Strong global economic growth is expected this year, and the U.S. economy will see "substantial acceleration" over the next two years, according to Goldman Sachs economists. Yet as we savor this positive outlook, let's remember there's also the risk of failure to have the right talent to respond to new opportunities.
Companies have systems that track costs of raw materials, the cost to turn materials into products, and the specifications of machines to manufacture them. Yet when it comes to their workforces, many companies find it difficult to get a proper global headcount, let alone an understanding of the worker characteristics that drive greater business performance. Business leaders should expect, and even demand, the ability to understand the cost and capabilities of Jane the engineer on the 4th floor in the same way one of their plant managers can tap on a keyboard and learn the cost and specs of a manufacturing machine.
Turning these insights into demonstrable business growth requires rigor in three areas:
- Visibility - Companies first need to learn about their people, i.e., how many work there, where they're located, what are their job roles, what they're working on, how much they cost, and how they're performing. When companies have the right tools to learn these things, they can achieve alignment.

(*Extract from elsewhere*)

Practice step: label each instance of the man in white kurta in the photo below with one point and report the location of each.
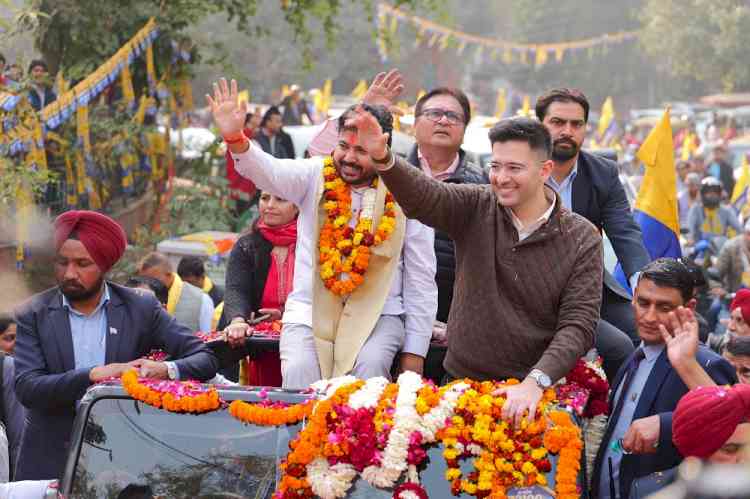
(404, 321)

- Alignment - With good data in hand, companies can assess if employees are doing the right things and in the right way, and if what they're doing aligns with company initiatives, goals, and operational imperatives so they can be rewarded accordingly. Once alignment is achieved, organizations can achieve optimization.
- Optimization - Aligned companies are in the best position to assess their people practices and adapt them, as needed, for optimal business results. They now have the discipline and structure to continually evaluate such things as workforce composition, span of control, staffing strategies, pay-for-performance programs, leadership development, and succession management.
So what does this all mean for HR departments? I'll close my blog with this passage:
"This, friends, is the trouble with HR. In a knowledge economy, companies that have the best talent win. We all know that. Human resources execs should be making the most of our, well, human resources—finding the best hires, nurturing the stars, fostering a productive work environment—just as IT runs the computers and finance minds the capital. HR should be joined to business strategy at the hip.
Instead, most HR organizations have ghettoized themselves literally to the brink of obsolescence. They are competent at the administrivia of pay, benefits, and retirement, but companies increasingly are farming those functions out to contractors who can handle such routine tasks at lower expense. What's left is the more important strategic role of raising the reputational and intellectual capital of the company—but HR is, it turns out, uniquely unsuited for that."
It comes from a Fast Company article penned in August, 2005, by Keith H. Hammonds, in what became one of the most-read articles about the HR business, "Why We Hate HR." More than five years later, how many HR departments consider themselves any closer to being "joined to business strategy at the hip"?
While I don't agree with all of the author's conclusions, I certainly agree that HR needs to be better aligned with the business. I'd also argue that we now have tools available for business users to gain unprecedented visibility into the workforce, ensure alignment to the most important initiatives, and achieve the last frontier of business management optimization.